Statement 1 tells us that less than half the marbles are white, which means
that more than half the marbles are black. The best way to approach this is
to systematically (but quickly) figure out what the probability of two black
marbles is for each scenario. We can do it easily by drawing a chart:
| Black Marbles |
White Marbles |
P(2 Black) |
| 6 |
4 |
6/10 × 5/9 = 1/3 |
| 7 |
3 |
7/10 × 6/9 = 21/45 |
| 8 |
2 |
8/10 × 7/9 = 28/45 |
| 9 |
1 |
9/10 × 8/9 = 4/5 |
| 10 |
0 |
10/10 × 9/9 = 1 |
As you can see, when less than half the marbles are white, the probability of
choosing 2 black marbles can be higher or equal to 1/3, depending on how many
black marbles there are. This is not sufficient.

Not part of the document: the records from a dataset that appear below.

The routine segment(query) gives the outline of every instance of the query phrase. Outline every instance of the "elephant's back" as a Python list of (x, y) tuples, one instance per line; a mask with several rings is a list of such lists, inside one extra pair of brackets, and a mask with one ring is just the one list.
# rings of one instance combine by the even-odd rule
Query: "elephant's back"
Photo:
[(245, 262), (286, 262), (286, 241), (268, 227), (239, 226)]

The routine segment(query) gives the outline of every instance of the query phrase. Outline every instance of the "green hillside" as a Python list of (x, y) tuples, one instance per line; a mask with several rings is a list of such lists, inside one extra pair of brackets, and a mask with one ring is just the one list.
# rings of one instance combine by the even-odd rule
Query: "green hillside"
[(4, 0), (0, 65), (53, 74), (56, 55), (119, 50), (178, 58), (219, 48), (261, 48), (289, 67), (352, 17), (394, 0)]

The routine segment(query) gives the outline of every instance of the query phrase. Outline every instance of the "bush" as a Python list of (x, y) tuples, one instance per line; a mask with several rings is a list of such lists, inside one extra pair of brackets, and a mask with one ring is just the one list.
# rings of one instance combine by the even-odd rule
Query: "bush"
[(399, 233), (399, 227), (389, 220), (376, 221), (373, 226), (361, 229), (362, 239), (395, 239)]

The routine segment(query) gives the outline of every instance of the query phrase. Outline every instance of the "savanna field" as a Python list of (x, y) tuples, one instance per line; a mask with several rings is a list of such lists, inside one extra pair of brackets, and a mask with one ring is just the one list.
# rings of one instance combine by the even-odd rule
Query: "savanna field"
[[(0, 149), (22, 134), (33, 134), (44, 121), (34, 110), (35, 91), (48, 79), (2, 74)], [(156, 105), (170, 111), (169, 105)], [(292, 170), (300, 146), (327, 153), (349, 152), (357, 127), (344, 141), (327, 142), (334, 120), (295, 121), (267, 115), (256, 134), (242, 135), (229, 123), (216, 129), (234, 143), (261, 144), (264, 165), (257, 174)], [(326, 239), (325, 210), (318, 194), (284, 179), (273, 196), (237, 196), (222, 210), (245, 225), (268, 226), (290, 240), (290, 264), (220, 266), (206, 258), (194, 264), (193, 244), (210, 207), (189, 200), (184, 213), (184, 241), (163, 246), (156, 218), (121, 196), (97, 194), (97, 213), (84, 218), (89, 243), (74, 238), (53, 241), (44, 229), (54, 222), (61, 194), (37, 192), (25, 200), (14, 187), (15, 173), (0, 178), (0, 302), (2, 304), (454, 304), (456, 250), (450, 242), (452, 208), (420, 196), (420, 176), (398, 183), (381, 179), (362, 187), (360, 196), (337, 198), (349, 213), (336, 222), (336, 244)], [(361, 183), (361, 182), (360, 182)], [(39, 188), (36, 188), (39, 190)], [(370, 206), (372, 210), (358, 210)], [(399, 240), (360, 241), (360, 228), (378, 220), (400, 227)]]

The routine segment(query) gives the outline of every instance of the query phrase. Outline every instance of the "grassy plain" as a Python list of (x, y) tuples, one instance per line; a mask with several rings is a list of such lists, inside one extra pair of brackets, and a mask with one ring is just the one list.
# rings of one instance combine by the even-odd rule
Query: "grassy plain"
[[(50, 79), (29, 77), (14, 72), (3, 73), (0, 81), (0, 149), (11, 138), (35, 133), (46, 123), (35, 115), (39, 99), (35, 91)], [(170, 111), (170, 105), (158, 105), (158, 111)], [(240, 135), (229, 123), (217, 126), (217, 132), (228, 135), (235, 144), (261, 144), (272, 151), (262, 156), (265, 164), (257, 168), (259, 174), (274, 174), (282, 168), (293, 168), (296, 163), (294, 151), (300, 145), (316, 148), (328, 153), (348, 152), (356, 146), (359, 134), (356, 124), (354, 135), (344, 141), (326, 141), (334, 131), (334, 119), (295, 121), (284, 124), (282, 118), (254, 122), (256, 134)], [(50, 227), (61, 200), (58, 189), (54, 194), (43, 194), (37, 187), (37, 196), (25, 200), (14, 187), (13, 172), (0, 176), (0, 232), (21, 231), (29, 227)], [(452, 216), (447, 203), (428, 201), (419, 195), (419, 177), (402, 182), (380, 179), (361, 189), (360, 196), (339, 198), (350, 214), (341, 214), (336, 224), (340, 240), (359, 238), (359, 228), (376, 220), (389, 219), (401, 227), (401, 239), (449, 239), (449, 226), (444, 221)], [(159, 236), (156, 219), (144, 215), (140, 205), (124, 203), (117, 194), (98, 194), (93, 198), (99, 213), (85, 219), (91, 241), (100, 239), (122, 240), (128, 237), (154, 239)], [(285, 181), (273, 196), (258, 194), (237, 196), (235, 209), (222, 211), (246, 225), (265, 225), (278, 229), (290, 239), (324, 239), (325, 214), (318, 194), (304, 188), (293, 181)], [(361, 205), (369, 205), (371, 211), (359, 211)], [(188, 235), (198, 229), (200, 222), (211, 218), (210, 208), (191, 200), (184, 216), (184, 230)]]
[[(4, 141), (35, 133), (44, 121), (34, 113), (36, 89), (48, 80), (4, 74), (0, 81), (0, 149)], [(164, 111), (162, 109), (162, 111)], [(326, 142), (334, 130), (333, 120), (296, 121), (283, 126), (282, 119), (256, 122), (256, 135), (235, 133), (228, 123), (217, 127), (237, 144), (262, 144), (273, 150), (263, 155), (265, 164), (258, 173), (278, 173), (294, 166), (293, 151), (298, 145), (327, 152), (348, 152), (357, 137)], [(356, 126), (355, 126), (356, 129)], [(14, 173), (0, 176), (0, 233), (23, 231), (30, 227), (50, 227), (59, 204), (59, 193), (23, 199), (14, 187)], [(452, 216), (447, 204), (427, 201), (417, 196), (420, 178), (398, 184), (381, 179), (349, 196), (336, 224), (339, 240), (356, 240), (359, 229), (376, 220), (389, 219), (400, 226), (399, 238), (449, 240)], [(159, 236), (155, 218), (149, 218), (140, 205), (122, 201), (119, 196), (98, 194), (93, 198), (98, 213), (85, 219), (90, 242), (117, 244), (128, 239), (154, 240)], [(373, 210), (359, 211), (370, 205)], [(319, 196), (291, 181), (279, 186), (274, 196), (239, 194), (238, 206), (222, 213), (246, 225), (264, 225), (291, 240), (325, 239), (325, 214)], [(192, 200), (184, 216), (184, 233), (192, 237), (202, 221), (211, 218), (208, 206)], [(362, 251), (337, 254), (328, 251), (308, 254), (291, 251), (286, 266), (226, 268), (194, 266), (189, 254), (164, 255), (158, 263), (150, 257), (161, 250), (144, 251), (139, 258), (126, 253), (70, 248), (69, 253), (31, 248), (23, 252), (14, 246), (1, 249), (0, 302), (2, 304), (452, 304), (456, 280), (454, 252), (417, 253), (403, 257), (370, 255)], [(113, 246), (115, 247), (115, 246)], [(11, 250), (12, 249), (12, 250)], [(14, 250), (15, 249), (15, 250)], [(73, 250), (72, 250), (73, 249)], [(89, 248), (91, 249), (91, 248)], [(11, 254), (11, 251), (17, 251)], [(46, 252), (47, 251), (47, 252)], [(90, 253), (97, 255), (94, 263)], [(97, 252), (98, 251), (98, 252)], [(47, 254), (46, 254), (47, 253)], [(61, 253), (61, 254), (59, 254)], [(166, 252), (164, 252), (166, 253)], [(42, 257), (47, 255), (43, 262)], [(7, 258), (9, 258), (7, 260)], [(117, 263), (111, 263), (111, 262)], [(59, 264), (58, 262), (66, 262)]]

Statement 2 tells us that the probability of choosing one
black marble and one white marble is 7/15. This is a trap. Since the probability
given is exact, it may seem that only one scenario of black marbles and white
marbles will work. If you work through all the scenarios, you will see that
when there are 7 black marbles and 3 white marbles, the probability of choosing
one of each is 7/15. However, it would also be true in reverse: If there were
7 white marbles and 3 black marbles, the probability would also be 7/15. Therefore,
this is not enough information.
Combining them does give us enough information. From statement
2 we know that there must be 7 of one color and 3 of the other, and from statement
1 we know that there must be more black than white, so we know there must be
7 black marbles and 3 white marbles.
The correct answer is (C).
2. In a class with 12 children, q of the children are girls. Two children will
be randomly chosen simultaneously. What is the value of q?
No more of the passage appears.